Intéressons-nous désormais plus précisément au texte proposé. Le premier point qu’ajouterait l’initiative à la Constitution fédérale a une portée symbolique. «La Suisse est neutre. Sa neutralité est perpétuelle et armée.» Les deux articles suivants, quant à eux, définissent bien plus clairement les modalités d’action de notre neutralité. En effet, nous la retrouvons déjà dans la Constitution comme un bien politique que l’Assemblée fédérale (art. 173 al.1a) et le Conseil fédéral (art. 185 al.1) se doivent de «préserver». Mais sans définition claire, l’application de celle-ci peut sembler très évasive aux dirigeants faibles sur leurs appuis et prêts à plier à n’importe quel vent. Sans définition, n’importe quel politicien ou démagogue peut se réclamer d’une neutralité folklorique. C’est là que les deux alinéas suivants font mouche. Ils définissent concrètement deux lignes rouges, le premier faisant également écho à la préservation de l’indépendance mentionnée dans les deux articles cités plus haut, exclut l’entrée de la Confédération dans une alliance militaire, hormis sous la menace d’une attaque imminente. Le deuxième, quant à lui, prohibe la participation aux sanctions contre les pays belligérants. Encore une fois, une exception demeure: celle des sanctions décidées par l’ONU. Nous comprenons donc que cette initiative ne vise pas à isoler la Suisse politiquement du reste du monde, mais bel et bien à l’isoler de la logique dangereuse et, pour tout dire, belliqueuse des grands blocs. Pour finir, le dernier alinéa dépasse le symbole et confirme la volonté de la Suisse de demeurer une place d’échange et de discussion.

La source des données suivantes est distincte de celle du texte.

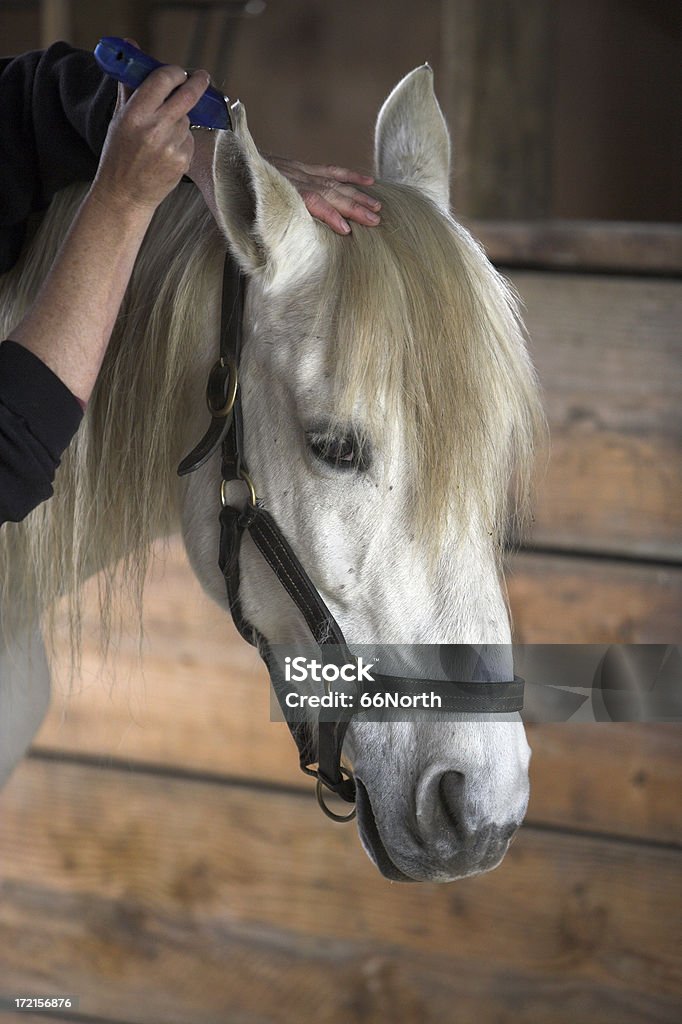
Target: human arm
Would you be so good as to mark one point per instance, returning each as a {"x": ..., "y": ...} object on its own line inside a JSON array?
[{"x": 56, "y": 349}]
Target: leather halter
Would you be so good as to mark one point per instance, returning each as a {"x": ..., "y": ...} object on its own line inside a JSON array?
[{"x": 322, "y": 759}]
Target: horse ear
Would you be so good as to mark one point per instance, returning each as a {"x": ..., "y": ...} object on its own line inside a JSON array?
[
  {"x": 260, "y": 213},
  {"x": 412, "y": 142}
]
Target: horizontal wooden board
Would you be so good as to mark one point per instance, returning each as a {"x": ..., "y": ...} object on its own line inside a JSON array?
[
  {"x": 608, "y": 352},
  {"x": 137, "y": 891},
  {"x": 200, "y": 700},
  {"x": 583, "y": 245},
  {"x": 556, "y": 599}
]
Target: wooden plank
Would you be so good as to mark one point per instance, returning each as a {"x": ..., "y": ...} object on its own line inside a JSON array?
[
  {"x": 608, "y": 353},
  {"x": 621, "y": 778},
  {"x": 582, "y": 600},
  {"x": 583, "y": 245},
  {"x": 199, "y": 700},
  {"x": 139, "y": 889},
  {"x": 502, "y": 109}
]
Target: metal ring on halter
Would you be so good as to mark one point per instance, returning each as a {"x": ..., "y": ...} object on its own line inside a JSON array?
[
  {"x": 230, "y": 390},
  {"x": 331, "y": 814},
  {"x": 250, "y": 484}
]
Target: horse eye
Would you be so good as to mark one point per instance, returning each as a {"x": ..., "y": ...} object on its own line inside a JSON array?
[{"x": 348, "y": 452}]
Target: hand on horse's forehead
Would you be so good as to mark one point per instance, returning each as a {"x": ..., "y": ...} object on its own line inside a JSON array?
[{"x": 331, "y": 194}]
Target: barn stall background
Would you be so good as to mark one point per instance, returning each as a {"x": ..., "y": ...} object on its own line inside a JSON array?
[{"x": 160, "y": 854}]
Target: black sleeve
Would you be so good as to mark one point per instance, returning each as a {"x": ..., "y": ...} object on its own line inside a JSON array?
[
  {"x": 38, "y": 418},
  {"x": 55, "y": 105}
]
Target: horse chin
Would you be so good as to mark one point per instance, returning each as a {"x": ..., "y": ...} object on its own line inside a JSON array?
[{"x": 371, "y": 838}]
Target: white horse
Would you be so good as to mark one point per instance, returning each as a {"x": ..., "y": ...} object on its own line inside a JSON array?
[{"x": 390, "y": 410}]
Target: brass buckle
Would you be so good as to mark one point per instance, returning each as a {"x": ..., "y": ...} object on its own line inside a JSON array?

Malheureusement, beaucoup d’opposants tombent dans un sophisme simpliste. Avant même d’examiner la nature du changement proposé, ils s’empressent de condamner le seul et unique parti qui le soutient ainsi que le principal donateur de la campagne, M. Blocher. Cette culpabilité par association n’est malheureusement pas nouvelle: nous l’avions déjà constatée lors de la votation sur la Suisse à 10 millions. A la place de proposer des arguments construits, on se limite à une querelle de partis.

Notes:

1   Pour être exact: de l’Occident ayant perdu le nord.